Deliberative democracy is a research interest of the Commission’s Chair, and ethics education was part of the Commission’s recommendations in its Gray Matters report, so it makes sense that these would be subjects of a Commission meeting. Additionally, the Commission issued this request for comment in April for information relating to both public deliberation and education on bioethical issues. The call will be open until July 20, so you may wish to watch the meeting (in person or online) before submitting your comments.
From today’s Washington Post is word that the American Psychological Association (APA) has settled a class-action lawsuit with its membership. At issue was the contention that the association had required several of its members to pay a voluntary fee to the group’s lobbying arm, the APA Practice Organization. The alleged deception dates back to 2001. The total cash payments of the settlement will be nine million dollars.
The settlement process is ongoing, and the court will either approve or reject the settlement later this year. As you might expect, the terms of the settlement agreement include language asserting that there is no admission of any claims levied in the suit or any acknowledgment of liability. The agreement also means the association will be more explicit in communicating that fees paid to the APA Practice Organization are optional.
The way the APA has a separate lobbying arm brings up the matter of how scientific societies do or do not engage with advocacy. The particular issue here is only tangentially related to the question, in that members can opt to provide support of association lobbying independent of their membership dues. I don’t have any particular recommendation of the best way to handle this matter, but I think it highlights how agreement of a scientific association on the state of the field doesn’t necessarily translate into agreement on policy choices. Nor do I think it should, but that’s a separate discussion.
In light of Chinese researchers reporting their efforts to edit the genes of ‘non-viable’ human embryos, the National Institutes of Health (NIH) Director Francis Collins issued a statement (H/T Carl Zimmer).
(For what it’s worth, the research indicated a very low success rate in editing the gene.)
The statement mentions the various legal and regulatory prohibitions on funding the kind of research the Chinese conducted. In this case, the editing was of a gene responsible for a particular blood disorder. But the changes to the gene would be heritable by the descendants (if the embryos in question were viable), and that is the source of concern.
From the Director’s statement (CRISPR/Cas9 is the editing technique in question):
“NIH will not fund any use of gene-editing technologies in human embryos. The concept of altering the human germline in embryos for clinical purposes has been debated over many years from many different perspectives, and has been viewed almost universally as a line that should not be crossed. Advances in technology have given us an elegant new way of carrying out genome editing, but the strong arguments against engaging in this activity remain. These include the serious and unquantifiable safety issues, ethical issues presented by altering the germline in a way that affects the next generation without their consent, and a current lack of compelling medical applications justifying the use of CRISPR/Cas9 in embryos.”
While Collins also notes the federal laws and regulations that restrict funding, I do not expect the statement to be the end of the discussion around the gene-editing research reported on in China (which is probably continuing).
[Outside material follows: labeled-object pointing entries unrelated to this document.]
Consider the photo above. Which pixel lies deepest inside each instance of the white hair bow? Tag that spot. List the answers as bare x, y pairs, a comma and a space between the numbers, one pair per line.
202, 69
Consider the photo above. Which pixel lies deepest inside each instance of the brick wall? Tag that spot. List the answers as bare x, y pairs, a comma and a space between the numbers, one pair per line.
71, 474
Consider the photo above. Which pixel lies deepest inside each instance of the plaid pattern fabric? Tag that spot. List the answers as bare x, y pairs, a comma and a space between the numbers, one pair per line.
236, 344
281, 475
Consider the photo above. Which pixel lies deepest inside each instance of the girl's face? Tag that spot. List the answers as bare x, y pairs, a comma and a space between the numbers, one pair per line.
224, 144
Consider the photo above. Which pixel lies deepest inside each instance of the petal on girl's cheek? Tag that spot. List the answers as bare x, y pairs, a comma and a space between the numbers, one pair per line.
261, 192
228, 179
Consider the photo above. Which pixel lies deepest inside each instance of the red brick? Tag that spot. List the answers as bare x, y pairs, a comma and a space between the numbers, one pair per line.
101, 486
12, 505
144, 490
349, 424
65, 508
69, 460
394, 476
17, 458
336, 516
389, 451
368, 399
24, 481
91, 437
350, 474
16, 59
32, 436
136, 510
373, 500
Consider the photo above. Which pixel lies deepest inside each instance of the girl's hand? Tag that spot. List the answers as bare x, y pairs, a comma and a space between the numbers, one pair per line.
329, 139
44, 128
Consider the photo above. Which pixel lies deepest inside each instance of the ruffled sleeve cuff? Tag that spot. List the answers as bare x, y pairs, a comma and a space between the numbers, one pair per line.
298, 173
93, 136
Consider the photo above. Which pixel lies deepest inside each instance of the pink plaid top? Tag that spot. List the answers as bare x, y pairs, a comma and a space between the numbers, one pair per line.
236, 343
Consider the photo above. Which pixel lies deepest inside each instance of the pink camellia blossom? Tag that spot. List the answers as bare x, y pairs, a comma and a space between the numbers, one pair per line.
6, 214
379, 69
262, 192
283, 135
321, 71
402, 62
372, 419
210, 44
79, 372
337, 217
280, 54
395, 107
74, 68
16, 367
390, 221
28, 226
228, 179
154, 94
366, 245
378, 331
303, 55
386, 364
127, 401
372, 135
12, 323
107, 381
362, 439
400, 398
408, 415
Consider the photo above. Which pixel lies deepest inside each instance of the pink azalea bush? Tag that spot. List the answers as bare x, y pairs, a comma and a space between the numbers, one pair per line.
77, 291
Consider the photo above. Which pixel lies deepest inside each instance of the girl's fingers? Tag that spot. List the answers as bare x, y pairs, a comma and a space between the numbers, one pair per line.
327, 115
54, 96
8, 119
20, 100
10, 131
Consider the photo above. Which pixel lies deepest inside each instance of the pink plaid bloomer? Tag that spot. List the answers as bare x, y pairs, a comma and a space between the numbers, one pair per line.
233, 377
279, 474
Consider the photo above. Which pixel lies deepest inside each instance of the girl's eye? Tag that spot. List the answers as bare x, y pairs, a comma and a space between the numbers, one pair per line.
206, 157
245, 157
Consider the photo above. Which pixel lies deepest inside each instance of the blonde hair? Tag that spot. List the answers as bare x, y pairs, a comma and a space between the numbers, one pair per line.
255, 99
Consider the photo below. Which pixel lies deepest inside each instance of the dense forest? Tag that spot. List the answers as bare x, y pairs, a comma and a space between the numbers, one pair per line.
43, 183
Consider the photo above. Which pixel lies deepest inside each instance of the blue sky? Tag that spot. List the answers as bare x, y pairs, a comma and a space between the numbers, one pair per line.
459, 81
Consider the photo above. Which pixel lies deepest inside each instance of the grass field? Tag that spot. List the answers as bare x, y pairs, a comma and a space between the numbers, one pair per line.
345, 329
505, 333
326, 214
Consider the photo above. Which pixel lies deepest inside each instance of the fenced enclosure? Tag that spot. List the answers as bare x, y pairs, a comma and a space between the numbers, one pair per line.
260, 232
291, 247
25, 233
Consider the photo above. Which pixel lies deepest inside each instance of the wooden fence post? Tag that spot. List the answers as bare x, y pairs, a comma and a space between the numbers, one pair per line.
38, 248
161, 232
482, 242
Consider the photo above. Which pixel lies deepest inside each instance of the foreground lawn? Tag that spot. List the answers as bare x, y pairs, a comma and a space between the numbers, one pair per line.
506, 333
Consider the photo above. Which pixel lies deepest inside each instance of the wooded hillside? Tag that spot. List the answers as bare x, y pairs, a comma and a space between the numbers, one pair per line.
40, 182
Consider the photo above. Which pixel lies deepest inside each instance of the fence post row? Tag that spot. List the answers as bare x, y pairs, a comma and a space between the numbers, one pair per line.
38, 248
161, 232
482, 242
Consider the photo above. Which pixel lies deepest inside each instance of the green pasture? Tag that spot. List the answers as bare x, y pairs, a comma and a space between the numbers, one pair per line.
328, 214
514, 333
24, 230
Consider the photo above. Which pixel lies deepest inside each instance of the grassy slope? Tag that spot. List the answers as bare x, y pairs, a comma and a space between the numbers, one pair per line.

I suspect many would find the use of non-viable embryos in this research acceptable, even if it punts on the questions of consent to changes for future generations and the safety of the techniques on viable embryos. After all, stem cell research lines have been derived from non-viable embryos. I think that the need to (eventually) work with these technologies on viable human embryos makes the stem cell comparison problematic, but that won’t likely matter in the policy debates to come.